9 There has been no shortage of speculation in the last thirty years about whether or not the brick residence on the northeast corner of Market and Church Streets in Uptowne Galion was actually home to Henry and Emma Lee. Some have claimed that it was actually the Colburn residence, but censuses do not back up that suggestion. We can now assert without a doubt that this was the Lee House from sometime in the 1870s through the 1880s.

In the 1850s, the Crawford County Auditor created a set of pen and ink drawings of every structure then standing in Galion. I have seen these images, although their whereabouts are unknown after remodeling of the Crawford County Courthouse. The drawings were so meticulously created that the number of windows in the monitor roof of the Hackedorn Building (Quay Drug) could actually be counted. That map showed a large house on the site of the Lee House. Based on the newspaper account of the Lees doing improvements to their home, 102 East Church Street seems to be a brick house dating from at or near the beginning of the Civil War to which the Lees added a mansard roof and decorative windows in 1877. Through the 1990s, the main part of the house had the same roof line as the rear, west extension.
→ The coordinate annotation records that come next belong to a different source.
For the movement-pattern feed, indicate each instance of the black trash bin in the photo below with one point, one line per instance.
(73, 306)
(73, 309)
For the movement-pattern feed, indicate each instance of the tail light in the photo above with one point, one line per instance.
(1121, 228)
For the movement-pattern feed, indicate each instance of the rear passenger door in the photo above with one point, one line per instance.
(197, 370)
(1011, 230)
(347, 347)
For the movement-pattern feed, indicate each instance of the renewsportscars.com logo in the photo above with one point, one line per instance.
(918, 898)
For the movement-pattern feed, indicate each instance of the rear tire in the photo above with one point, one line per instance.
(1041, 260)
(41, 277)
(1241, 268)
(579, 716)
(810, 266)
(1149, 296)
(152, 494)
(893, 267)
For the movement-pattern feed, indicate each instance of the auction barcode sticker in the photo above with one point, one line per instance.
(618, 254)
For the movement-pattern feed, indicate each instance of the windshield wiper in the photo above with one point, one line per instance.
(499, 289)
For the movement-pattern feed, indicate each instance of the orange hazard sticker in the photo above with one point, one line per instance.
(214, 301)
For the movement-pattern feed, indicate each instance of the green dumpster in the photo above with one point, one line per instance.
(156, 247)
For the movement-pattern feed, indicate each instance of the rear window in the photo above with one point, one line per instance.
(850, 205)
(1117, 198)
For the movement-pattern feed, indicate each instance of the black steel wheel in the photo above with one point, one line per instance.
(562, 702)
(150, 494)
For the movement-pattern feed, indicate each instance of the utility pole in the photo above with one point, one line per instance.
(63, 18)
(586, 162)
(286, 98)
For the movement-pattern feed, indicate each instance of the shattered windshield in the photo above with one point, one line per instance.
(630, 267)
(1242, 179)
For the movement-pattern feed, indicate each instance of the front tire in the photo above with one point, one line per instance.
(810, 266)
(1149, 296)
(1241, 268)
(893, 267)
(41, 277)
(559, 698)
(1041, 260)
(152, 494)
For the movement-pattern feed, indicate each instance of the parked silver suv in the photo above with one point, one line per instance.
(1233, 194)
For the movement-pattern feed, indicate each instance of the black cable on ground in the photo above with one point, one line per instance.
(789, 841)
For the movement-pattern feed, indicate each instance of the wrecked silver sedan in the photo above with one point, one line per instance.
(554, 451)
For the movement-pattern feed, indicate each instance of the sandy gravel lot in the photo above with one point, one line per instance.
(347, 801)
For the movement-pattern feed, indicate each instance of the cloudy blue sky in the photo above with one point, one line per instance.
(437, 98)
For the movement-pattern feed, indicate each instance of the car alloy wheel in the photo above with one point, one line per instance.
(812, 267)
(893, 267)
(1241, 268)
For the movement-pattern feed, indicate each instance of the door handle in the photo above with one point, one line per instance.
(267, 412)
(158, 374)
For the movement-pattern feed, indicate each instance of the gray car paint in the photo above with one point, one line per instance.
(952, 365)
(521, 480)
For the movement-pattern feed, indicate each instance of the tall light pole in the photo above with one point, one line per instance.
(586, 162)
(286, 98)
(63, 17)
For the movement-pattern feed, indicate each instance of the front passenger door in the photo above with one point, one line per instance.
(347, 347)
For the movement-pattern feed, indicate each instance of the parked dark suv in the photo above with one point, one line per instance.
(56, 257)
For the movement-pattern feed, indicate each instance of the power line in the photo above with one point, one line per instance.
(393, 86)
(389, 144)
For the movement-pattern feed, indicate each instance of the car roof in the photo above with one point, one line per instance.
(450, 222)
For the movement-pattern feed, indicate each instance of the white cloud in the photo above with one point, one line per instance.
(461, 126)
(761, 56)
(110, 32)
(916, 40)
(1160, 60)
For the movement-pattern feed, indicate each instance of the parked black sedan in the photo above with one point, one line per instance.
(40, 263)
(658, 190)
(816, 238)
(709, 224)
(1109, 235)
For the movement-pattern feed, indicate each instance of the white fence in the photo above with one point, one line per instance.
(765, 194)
A Google Maps image of the house can be viewed here.

In the early 2000s, the then-owner of the house sought and obtained a grant from the H.D. Lee Co. Archives in Merriam, Kansas to restore the curved, beveled glass window on the southwest corner of the facade.
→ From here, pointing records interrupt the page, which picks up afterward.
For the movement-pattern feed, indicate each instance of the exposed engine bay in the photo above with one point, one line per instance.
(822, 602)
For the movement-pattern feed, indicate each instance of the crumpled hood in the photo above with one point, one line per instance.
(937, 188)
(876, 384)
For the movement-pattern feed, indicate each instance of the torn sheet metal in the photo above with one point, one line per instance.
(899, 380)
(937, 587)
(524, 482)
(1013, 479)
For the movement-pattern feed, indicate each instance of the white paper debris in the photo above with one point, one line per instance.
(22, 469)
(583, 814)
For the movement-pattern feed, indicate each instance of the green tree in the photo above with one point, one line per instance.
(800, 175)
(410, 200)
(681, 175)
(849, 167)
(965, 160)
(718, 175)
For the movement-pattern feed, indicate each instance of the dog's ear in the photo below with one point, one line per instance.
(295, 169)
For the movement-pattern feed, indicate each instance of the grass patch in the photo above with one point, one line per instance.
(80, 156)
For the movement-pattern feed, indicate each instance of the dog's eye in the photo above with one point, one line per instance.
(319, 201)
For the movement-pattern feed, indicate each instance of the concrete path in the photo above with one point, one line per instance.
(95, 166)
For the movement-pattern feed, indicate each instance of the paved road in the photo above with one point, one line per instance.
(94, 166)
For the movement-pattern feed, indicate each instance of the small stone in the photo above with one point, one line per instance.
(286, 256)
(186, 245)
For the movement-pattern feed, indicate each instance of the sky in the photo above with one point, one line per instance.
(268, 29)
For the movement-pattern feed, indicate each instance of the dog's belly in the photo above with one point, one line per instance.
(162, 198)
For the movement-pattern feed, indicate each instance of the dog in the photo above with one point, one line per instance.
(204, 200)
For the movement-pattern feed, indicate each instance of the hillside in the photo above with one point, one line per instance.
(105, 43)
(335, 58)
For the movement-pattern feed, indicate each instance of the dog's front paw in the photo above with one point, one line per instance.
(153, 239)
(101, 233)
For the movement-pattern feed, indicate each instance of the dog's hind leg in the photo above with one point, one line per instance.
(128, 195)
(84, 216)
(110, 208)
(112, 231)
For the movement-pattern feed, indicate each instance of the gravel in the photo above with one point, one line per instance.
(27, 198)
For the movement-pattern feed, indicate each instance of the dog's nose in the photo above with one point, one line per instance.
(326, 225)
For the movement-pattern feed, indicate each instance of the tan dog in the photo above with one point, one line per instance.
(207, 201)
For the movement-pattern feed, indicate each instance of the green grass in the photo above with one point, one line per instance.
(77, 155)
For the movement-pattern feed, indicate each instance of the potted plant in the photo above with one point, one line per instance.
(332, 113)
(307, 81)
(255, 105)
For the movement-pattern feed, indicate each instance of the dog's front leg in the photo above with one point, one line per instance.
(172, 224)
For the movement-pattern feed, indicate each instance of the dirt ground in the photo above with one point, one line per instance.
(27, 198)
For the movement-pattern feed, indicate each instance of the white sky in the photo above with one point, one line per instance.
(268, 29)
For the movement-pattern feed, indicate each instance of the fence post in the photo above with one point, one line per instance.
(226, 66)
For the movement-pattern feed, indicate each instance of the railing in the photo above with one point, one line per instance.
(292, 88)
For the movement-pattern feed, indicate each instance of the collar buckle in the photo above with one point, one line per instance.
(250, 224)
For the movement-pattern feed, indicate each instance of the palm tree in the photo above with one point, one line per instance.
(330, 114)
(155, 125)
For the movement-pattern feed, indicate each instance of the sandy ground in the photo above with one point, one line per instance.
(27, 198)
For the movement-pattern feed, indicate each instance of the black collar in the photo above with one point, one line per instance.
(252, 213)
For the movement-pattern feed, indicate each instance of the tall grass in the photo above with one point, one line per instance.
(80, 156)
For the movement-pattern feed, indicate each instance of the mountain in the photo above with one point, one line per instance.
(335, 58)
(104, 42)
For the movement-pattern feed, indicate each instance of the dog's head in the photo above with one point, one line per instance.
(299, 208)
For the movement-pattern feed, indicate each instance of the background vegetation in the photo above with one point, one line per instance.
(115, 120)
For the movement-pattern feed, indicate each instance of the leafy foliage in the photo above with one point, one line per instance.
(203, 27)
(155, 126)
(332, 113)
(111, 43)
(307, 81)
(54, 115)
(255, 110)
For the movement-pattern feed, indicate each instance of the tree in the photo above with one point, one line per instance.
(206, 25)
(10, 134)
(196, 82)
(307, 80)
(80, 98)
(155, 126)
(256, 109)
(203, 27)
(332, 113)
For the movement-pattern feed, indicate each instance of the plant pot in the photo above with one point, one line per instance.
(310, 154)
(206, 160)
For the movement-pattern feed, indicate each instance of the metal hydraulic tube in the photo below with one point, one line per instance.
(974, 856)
AUTHOR’S NOTE — August 2022 — I have now been able to complete a cursory title search for the house, and have determined that the structure was built sometime between 1855 and 1875 by Jacob Riblet. As such, it is one of a select few known surviving houses built by Galion’s first family of contractors.

The house was sold to Lee in 1877, suggesting that it had a simpler roofline before then. As noted above, Lee undoubtedly added the mansard roof, wide overhanging eaves, decorative window treatment, and a long-missing wrap-around front porch.

10 William Colburn is said to have been the first burial in the then-new Fairview Cemetery. The Colburn marker is not far from the Veterans area where Memorial Day services are held.